Ola's father-in-law, Yoram Metzger, was also among those killed. He and his wife, Tamar, were taken separately by two different groups—both composed of civilians rather than Hamas fighters, according to Ola. Tamar was released after 53 days as part of a hostage deal. Yoram was murdered in captivity in Hamas tunnels.
The involvement of civilians shocked Ola deeply. For decades, residents of Nir Oz had regular contact with people from Gaza. Some, including her parents-in-law, volunteered to help Gazans travel to Israeli hospitals for medical treatment.
Today, walking through Nir Oz, the devastation remains unmistakable. Yellow and black flags hang throughout the kibbutz—yellow marking those who were kidnapped, black marking those killed. Where both colors appear together, they signify victims who were murdered and whose bodies were taken.
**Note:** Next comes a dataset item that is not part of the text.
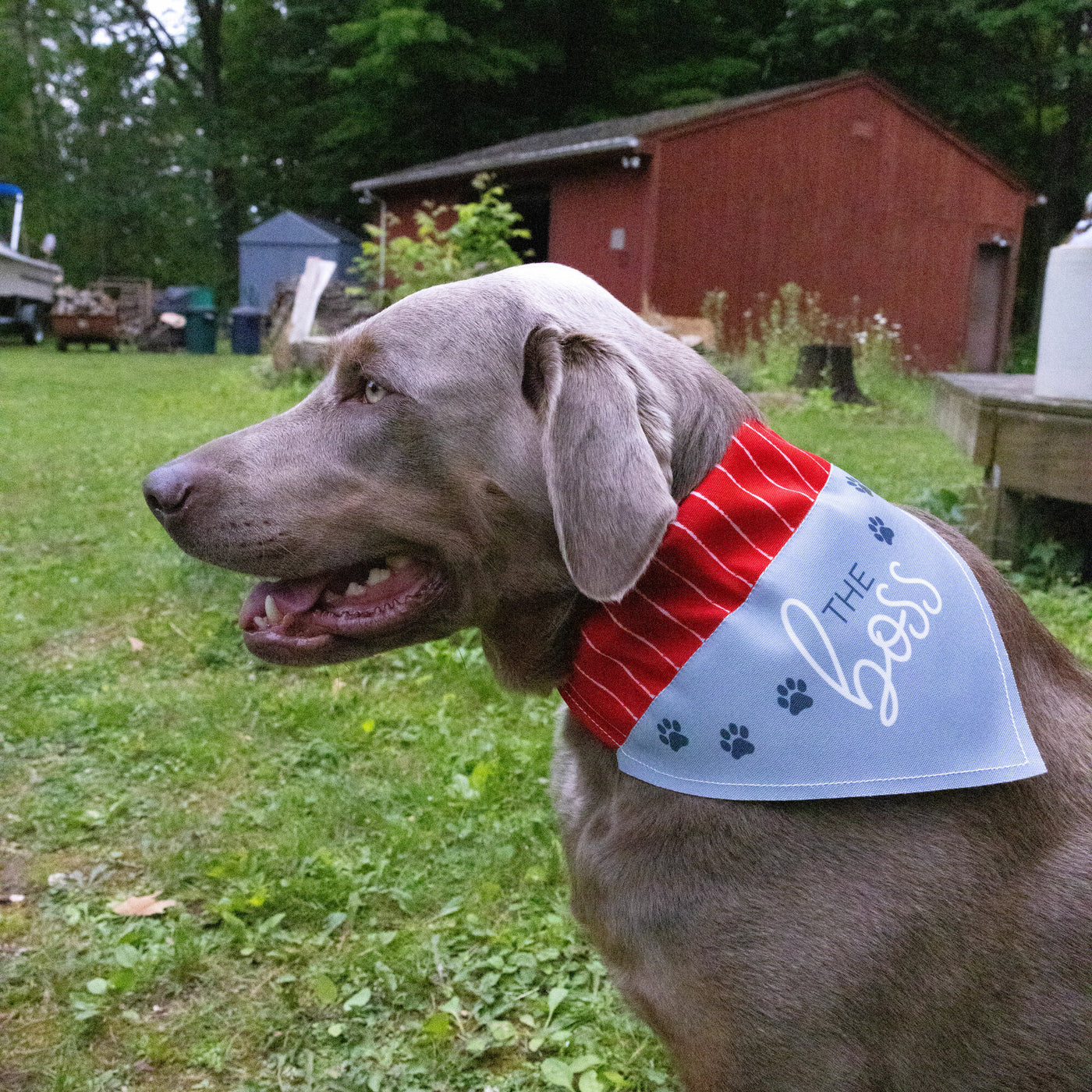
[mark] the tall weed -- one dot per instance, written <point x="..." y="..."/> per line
<point x="766" y="356"/>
Of the kibbutz's 229 homes, only seven survived the invasion intact. Most others were burned or demolished. More than two years later, Nir Oz still resembles a charred ruin, though slow reconstruction has begun.
"We are rebuilding," Ola said. "But the trauma is still here."
For residents of Nir Oz, October 7 is not only a date but a rupture—one that reshaped a community built on agriculture, cooperation, and long-held hopes for peaceful coexistence. As reconstruction proceeds, memory remains etched into every wall left standing and every flag still flying.